Убедившись, что он без памяти, гайдук стал обшаривать его карманы. У Чаковнина, когда привезли его в тюрьму, были с собою деньги, но сколько именно, он не мог хорошенько вспомнить, когда его сегодня выпускали из кордегардии. Там у него их отобрали, когда привезли его, без счета, и теперь, когда приходилось возвращать, тоже не помнили, сколько. Вышло так, что вернули ему два с полтиной медью. Он знал, что у него, во всяком случае, было больше, но не протестовал. Он был рад, что и так-то выпустили его. Теперь эти два с полтиной медью были найдены гайдуком у него в кармане.
«Ну, на что сумасшедшему деньги? — стал рассуждать гайдук. — Ведь все равно пропадут они даром; так лучше я с Кузьмой выпьем за его здоровье, а то все равно пропадут».
И, достав деньги, гайдук высунулся из кареты и окликнул сидевшего на козлах:
— Кузьма, а, Кузьма!..
Тот приостановил лошадей. Они были уже на окраине города. Сумасшедший дом стоял совсем за городом, и к нему путь был не близкий.
— Слушай, Кузьма, — начал гайдук из кареты, — холодно, братец ты мой, и ежели теперь обогреться…
— Куда лучше, да не на что!
— Хватит!.. У господина в кармане два рубля с полтиной нашлись; а на что они ему, ежели он — сумасшедший?
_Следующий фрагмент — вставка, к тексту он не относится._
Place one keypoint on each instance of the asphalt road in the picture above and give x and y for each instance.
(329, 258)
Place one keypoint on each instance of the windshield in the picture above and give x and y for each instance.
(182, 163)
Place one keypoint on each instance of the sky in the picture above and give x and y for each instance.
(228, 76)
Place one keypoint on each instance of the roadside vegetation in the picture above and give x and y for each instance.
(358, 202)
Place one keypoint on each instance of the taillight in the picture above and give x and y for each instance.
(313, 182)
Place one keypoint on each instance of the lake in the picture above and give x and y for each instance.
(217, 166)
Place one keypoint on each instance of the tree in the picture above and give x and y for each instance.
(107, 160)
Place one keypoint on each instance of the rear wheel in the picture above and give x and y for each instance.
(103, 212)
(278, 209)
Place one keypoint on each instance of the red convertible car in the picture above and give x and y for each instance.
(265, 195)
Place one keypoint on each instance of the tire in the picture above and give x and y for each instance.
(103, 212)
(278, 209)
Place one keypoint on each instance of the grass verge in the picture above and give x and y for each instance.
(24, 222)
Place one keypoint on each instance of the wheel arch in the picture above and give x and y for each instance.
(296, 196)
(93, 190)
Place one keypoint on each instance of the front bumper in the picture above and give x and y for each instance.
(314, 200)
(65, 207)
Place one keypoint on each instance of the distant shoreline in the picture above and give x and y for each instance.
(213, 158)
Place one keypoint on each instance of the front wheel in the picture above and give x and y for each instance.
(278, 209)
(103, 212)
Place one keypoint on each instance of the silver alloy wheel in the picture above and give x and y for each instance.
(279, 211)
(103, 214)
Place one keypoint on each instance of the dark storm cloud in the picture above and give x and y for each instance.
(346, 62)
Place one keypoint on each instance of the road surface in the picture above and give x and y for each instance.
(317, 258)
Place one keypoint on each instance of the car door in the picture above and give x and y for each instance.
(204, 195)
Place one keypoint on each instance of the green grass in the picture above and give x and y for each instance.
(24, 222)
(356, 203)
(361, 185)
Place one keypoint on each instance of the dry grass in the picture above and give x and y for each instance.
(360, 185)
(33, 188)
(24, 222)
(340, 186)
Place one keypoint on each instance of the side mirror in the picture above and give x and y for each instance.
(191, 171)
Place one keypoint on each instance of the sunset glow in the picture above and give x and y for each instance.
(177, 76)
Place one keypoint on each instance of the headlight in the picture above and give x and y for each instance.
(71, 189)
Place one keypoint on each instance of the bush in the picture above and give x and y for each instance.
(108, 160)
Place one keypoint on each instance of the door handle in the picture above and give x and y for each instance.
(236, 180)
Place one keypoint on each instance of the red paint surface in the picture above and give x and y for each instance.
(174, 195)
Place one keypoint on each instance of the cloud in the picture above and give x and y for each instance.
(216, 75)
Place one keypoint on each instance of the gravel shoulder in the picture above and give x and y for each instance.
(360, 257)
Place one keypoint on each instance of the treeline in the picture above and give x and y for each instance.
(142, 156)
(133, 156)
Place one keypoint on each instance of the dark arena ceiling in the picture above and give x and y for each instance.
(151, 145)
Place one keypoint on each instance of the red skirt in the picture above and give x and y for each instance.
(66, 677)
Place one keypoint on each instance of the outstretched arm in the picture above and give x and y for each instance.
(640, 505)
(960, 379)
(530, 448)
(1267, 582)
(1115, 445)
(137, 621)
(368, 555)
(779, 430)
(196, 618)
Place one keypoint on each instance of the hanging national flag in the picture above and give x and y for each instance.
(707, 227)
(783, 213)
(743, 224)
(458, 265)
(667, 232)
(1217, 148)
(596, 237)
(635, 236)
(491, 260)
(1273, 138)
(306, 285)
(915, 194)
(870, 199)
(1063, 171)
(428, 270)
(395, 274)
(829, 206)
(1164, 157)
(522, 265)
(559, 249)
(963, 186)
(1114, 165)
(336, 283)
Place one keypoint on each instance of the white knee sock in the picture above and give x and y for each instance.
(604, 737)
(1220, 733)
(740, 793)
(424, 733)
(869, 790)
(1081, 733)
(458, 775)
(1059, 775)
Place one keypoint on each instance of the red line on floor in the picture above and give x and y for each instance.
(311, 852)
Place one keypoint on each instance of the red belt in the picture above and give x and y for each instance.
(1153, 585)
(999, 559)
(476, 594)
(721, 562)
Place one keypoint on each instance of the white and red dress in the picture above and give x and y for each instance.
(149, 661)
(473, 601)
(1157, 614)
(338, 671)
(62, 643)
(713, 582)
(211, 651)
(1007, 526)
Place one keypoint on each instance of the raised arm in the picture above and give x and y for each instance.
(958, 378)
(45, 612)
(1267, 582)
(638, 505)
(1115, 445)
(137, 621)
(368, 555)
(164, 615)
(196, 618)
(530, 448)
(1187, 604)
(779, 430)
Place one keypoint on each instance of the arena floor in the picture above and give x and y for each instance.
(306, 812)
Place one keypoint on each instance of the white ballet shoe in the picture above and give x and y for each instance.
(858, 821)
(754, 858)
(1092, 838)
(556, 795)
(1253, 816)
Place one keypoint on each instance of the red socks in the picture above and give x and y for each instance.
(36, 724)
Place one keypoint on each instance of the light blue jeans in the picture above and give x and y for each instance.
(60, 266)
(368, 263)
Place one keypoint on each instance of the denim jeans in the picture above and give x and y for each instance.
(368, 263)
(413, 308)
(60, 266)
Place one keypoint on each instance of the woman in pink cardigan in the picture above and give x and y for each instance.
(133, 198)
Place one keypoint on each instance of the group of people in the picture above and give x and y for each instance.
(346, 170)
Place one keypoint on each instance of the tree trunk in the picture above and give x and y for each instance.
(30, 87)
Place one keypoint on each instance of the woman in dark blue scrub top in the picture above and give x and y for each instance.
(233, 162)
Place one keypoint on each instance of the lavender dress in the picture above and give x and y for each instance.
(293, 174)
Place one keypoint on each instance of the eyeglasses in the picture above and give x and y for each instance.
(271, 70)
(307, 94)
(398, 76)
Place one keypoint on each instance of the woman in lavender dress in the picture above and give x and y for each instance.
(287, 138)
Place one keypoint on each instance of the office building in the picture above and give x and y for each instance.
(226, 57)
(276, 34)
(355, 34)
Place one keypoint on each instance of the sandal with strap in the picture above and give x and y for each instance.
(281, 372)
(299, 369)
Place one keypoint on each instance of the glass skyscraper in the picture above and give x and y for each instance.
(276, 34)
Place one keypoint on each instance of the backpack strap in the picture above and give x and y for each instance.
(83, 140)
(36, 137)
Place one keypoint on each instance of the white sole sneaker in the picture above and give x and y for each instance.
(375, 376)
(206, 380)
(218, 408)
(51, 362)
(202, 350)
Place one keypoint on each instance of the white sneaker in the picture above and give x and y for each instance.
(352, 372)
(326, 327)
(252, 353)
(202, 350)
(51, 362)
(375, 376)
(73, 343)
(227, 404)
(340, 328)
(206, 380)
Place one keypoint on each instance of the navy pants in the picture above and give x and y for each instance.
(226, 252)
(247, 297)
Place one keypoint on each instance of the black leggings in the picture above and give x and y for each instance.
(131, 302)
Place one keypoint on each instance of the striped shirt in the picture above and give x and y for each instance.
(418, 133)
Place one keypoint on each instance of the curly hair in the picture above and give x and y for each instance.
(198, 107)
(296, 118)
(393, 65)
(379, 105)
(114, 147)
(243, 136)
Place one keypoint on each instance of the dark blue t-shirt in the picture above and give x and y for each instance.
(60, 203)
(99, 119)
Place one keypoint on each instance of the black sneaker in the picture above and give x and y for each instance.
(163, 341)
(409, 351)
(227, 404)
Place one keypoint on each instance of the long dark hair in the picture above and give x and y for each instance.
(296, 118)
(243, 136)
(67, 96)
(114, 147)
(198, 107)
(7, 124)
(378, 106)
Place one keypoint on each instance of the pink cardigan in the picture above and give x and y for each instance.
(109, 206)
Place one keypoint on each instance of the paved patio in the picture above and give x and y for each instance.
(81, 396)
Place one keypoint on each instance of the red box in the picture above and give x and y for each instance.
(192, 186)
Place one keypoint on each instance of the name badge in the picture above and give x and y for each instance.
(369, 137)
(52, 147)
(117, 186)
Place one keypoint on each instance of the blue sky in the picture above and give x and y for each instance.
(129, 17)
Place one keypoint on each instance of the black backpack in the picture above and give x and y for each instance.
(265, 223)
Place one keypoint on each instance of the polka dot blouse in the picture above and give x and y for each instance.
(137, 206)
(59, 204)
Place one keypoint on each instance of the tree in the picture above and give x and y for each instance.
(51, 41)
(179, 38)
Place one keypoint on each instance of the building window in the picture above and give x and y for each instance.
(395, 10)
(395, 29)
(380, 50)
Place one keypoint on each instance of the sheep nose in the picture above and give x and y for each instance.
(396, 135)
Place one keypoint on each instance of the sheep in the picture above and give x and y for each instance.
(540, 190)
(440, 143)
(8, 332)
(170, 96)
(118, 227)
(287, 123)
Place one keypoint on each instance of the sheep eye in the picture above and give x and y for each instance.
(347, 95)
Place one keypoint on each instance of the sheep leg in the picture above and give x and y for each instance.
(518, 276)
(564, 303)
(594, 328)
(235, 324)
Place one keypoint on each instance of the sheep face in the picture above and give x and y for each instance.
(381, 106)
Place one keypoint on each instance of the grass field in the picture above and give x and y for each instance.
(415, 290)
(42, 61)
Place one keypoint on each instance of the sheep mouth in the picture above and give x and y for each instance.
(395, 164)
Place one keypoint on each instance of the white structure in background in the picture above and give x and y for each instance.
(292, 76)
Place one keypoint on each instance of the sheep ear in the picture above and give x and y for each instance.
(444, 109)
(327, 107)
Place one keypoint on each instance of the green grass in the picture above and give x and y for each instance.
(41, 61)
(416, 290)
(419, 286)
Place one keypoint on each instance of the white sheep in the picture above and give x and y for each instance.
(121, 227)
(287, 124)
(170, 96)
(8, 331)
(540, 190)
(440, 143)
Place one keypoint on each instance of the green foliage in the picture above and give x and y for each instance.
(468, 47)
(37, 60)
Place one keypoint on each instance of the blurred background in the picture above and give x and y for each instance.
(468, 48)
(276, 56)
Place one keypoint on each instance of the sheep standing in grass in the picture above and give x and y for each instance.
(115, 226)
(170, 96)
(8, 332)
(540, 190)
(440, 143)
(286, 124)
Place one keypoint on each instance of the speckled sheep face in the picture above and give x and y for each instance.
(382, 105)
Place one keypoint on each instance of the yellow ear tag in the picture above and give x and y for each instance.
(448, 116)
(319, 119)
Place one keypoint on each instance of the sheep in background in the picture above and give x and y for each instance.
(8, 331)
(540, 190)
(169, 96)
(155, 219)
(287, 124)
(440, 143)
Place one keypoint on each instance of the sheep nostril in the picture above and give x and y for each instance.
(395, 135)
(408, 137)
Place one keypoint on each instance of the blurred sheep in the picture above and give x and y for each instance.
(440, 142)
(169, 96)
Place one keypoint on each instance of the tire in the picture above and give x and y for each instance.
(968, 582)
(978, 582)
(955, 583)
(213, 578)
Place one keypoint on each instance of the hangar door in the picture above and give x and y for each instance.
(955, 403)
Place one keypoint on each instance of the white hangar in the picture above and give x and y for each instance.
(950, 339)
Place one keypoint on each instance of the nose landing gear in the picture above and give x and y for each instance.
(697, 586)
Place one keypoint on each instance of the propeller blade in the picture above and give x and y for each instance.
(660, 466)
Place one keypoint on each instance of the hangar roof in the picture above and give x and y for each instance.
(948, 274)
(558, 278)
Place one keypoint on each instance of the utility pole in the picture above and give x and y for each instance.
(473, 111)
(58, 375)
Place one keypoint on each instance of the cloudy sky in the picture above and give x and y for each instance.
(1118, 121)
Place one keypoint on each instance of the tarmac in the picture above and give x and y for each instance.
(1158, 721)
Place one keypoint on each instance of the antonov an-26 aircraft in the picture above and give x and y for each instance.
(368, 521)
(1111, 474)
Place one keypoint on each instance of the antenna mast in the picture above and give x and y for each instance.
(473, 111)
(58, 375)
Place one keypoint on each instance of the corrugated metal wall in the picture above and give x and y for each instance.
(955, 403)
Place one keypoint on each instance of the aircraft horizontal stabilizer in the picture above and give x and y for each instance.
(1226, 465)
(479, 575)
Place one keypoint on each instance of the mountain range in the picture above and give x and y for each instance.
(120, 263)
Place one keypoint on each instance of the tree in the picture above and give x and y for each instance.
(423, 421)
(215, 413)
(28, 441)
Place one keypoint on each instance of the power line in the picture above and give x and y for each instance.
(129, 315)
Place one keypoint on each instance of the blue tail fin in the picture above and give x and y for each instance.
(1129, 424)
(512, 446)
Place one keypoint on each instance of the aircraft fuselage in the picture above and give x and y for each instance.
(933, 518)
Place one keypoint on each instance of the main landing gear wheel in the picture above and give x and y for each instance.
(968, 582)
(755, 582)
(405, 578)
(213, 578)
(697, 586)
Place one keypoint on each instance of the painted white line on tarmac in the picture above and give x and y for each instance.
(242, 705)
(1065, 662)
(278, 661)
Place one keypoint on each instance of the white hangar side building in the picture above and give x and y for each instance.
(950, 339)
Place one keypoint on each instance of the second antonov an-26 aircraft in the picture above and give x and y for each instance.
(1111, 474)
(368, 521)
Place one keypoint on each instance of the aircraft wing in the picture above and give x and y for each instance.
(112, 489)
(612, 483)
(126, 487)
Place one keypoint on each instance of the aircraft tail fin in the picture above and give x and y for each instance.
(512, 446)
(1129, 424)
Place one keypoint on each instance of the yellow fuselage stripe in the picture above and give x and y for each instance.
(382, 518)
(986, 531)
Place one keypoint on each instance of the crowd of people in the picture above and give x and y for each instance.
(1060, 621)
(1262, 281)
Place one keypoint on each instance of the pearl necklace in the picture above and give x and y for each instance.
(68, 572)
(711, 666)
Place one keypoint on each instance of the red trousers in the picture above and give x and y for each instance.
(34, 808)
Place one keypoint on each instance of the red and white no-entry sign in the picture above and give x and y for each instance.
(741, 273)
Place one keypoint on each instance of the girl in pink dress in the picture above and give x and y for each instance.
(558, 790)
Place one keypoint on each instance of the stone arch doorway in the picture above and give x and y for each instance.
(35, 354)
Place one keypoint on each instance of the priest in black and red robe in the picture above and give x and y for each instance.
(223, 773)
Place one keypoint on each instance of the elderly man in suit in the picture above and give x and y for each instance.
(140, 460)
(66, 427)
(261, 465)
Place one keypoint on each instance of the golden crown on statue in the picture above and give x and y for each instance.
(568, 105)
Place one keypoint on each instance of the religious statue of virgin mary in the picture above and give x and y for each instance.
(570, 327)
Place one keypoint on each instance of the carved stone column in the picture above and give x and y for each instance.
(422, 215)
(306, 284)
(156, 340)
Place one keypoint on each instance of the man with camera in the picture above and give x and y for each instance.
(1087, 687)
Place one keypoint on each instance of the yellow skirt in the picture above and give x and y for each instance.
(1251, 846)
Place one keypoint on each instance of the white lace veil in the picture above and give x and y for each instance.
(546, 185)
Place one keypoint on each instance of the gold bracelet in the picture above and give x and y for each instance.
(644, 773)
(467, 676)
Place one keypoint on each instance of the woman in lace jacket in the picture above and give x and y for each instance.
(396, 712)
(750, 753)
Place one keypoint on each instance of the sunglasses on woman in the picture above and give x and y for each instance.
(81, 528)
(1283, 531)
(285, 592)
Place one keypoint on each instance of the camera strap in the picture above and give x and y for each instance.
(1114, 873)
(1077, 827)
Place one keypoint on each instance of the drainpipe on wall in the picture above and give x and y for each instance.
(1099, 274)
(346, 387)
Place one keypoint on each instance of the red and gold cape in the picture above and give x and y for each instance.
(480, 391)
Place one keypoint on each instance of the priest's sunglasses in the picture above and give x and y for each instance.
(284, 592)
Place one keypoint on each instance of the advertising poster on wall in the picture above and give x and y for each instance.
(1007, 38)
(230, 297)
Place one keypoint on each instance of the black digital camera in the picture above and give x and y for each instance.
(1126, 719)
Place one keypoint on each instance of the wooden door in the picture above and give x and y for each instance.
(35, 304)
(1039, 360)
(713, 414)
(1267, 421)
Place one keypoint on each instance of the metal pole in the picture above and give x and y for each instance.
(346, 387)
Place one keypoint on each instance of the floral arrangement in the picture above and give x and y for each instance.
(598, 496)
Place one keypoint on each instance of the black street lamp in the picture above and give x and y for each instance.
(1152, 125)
Рассуждение было одобрено Кузьмой, и они тут же свернули к кабаку.
— То есть по одной только глотнем и дальше, глотнем и дальше…
— А господин-то?
— А что ему? Он все равно, что мертвый — не очнется, да и мы тут будем. Ведь минута одна.
Кузьма спрыгнул с козел, завязал на них вожжи и юркнул в кабак, вполне уверенный, что сейчас вернется.
Но за первым стаканчиком последовал второй — так приятно побежала водка по продрогшему телу, за вторым — третий, а там гайдуки захмелели и стали пить, забыв про карету и про лошадей, и про порученного им «сумасшедшего».
Чаковнин долго лежал в карете. Свежий воздух наконец подействовал на него и рассеял дурман. Он очнулся. Голова у него болела. Увидел он себя в карете прислоненным в угол и прикрытым шубой.
«Что за притча? — подумал он. — Как я попал в эту карету?»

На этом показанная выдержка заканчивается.